Clarity (Courtesy of Chaos)

Until the invention of the camera, people relied on artists to record the world. When photography started supplying that record in explicitly precise terms, the role of artists shifted subtly: more than chroniclers and copiers of the visible, they could now be interpreters. Photographs mirrored what things looked like, so paintings could experiment more with what things might mean.

25 Awesome Photography Facts We Bet You Didn't Know!

The camera unleashed a flurry of artistic inspiration. Artists, suddenly liberated from realistic documentation, embraced many new methods and purposes. Pointillism, one of the schools of painting theory to emerge during those early days of post-photography painting, focused on the potential of enhancing visual clarity through specifically employed chaos. The Pointillists’ technique can be helpful in bringing clarity to the chaos (ironically chronicled by photographs) currently engulfing our culture.

Too close to see clearly?

Pointillists created pictures which had startling vibrancy and clear form when viewed from a distance… but which, viewed up close, dissolved into a higgledy-piggledy morass of color. 

Painting using dots of uniform size and contrasting hues, the Pointillists based their techniques on optical theory of their day. Example: rather than painting a field with strokes of green, a Pointillist painted a field with dots of blue and yellow – on the premise that the composite colors would be “read” by the eye as a purer form of the blended shade. 
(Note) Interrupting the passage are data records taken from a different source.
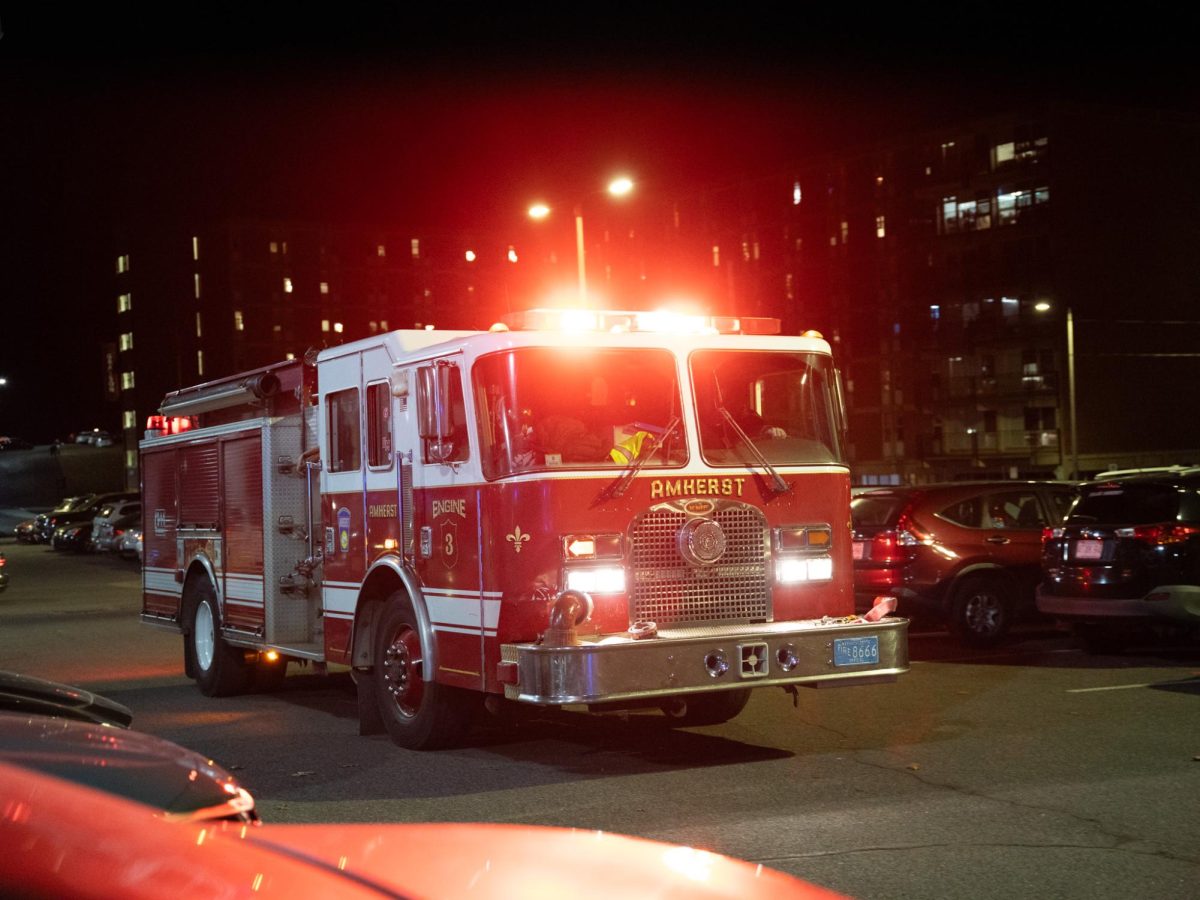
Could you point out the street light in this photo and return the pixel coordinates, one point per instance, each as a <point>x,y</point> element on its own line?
<point>619,186</point>
<point>1043,306</point>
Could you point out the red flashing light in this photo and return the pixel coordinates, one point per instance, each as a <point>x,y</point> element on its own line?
<point>1163,534</point>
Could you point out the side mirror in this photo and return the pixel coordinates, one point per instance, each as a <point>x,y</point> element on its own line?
<point>433,412</point>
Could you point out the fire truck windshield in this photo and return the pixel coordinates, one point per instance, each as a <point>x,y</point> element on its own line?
<point>784,403</point>
<point>545,408</point>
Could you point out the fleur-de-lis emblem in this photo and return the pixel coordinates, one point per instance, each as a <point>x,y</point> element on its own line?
<point>517,538</point>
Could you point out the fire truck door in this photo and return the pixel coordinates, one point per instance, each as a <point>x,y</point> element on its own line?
<point>447,477</point>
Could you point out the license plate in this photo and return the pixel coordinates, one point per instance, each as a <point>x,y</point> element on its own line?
<point>856,651</point>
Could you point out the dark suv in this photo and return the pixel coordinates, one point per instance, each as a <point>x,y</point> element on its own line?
<point>1128,555</point>
<point>965,553</point>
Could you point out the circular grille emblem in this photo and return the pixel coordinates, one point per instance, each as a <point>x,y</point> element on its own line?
<point>702,541</point>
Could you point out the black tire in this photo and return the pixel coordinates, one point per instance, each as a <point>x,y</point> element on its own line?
<point>417,712</point>
<point>219,669</point>
<point>981,610</point>
<point>712,708</point>
<point>1098,640</point>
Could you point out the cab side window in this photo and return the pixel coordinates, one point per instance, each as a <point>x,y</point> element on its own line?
<point>378,425</point>
<point>342,426</point>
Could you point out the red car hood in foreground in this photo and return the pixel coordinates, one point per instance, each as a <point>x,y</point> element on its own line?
<point>64,840</point>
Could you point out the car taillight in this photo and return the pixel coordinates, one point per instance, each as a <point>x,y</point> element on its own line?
<point>892,546</point>
<point>1159,534</point>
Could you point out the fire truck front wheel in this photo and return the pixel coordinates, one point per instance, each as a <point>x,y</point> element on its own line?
<point>418,713</point>
<point>219,669</point>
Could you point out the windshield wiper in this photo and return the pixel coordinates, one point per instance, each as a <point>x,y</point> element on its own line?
<point>621,485</point>
<point>777,481</point>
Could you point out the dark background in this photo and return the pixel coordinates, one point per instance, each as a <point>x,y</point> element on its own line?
<point>123,118</point>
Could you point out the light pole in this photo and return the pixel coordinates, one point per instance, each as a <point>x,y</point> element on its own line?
<point>1043,306</point>
<point>621,186</point>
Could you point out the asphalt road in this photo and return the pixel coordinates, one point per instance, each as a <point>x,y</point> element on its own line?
<point>1027,771</point>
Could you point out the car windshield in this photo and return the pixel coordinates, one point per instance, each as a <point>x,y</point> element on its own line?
<point>876,510</point>
<point>545,408</point>
<point>786,403</point>
<point>1134,504</point>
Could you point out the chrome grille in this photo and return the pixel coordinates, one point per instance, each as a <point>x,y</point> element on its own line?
<point>669,591</point>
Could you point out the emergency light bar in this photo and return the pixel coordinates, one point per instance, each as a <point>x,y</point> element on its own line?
<point>621,321</point>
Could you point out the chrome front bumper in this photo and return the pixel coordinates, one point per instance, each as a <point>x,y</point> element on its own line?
<point>616,667</point>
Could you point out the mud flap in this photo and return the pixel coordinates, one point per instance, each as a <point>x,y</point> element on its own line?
<point>370,721</point>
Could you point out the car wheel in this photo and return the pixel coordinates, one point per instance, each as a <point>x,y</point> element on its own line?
<point>219,669</point>
<point>417,712</point>
<point>1098,640</point>
<point>711,708</point>
<point>981,610</point>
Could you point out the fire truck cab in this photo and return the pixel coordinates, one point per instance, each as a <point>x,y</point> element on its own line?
<point>613,509</point>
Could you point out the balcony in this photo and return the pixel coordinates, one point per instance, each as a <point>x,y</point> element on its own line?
<point>1039,445</point>
<point>1005,385</point>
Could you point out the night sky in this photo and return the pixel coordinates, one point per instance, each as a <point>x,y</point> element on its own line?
<point>394,117</point>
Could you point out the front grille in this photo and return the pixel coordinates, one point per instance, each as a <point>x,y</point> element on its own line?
<point>669,591</point>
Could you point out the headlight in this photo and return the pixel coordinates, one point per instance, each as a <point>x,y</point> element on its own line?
<point>795,570</point>
<point>606,580</point>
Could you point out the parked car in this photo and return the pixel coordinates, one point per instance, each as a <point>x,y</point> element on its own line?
<point>966,555</point>
<point>83,737</point>
<point>102,523</point>
<point>25,532</point>
<point>131,544</point>
<point>75,537</point>
<point>1127,556</point>
<point>82,511</point>
<point>42,528</point>
<point>64,840</point>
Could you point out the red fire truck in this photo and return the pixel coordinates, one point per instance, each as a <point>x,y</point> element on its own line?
<point>612,509</point>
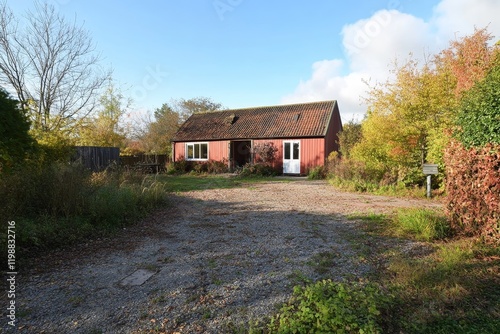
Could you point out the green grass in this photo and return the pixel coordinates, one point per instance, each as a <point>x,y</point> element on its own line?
<point>453,290</point>
<point>421,224</point>
<point>184,183</point>
<point>452,287</point>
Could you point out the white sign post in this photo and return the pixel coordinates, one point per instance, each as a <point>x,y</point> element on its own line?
<point>430,169</point>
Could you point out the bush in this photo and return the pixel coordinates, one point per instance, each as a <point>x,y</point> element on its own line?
<point>60,204</point>
<point>199,167</point>
<point>329,307</point>
<point>258,170</point>
<point>473,190</point>
<point>317,173</point>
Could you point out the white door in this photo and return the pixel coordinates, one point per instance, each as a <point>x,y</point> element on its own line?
<point>291,157</point>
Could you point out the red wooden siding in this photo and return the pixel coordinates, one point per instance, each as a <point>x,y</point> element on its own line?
<point>312,153</point>
<point>331,138</point>
<point>217,150</point>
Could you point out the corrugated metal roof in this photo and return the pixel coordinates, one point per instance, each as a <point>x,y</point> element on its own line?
<point>282,121</point>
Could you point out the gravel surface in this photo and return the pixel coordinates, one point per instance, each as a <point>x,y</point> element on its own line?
<point>214,261</point>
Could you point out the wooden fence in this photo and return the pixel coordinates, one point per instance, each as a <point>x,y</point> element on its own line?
<point>96,158</point>
<point>147,163</point>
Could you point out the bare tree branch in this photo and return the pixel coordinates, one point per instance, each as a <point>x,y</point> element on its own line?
<point>52,66</point>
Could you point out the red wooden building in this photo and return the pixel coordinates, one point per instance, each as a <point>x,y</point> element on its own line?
<point>305,134</point>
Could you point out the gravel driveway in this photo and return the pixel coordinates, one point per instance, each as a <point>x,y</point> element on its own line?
<point>212,262</point>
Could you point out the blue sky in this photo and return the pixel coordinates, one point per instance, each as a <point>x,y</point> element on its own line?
<point>245,53</point>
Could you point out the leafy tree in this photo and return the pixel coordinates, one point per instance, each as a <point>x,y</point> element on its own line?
<point>401,115</point>
<point>161,130</point>
<point>158,131</point>
<point>479,113</point>
<point>349,137</point>
<point>468,59</point>
<point>107,128</point>
<point>51,65</point>
<point>15,141</point>
<point>186,108</point>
Opposing colors – colors that contrasted directly to one another on the Pointillists’ color wheels – increased the effects of light and movement on the canvass when situated together. Orange next to blue, for example, “shimmered” from a distance. Seen from appropriate distance, Pointillists’ paintings gave the illusion not only of intensified, saturated colors but also of dynamism.

What can (only) be seen from afar

These aspects of Pointillism offer us a visual syntax for making some sense of what we are seeing in the world. Extreme contrasts, minutely juxtaposed, certainly look chaotic up close. The “shimmer” can have a nauseating effect. Ahem. But step back, and those same attributes become clarifying points that bring meaning and depth to the whole picture.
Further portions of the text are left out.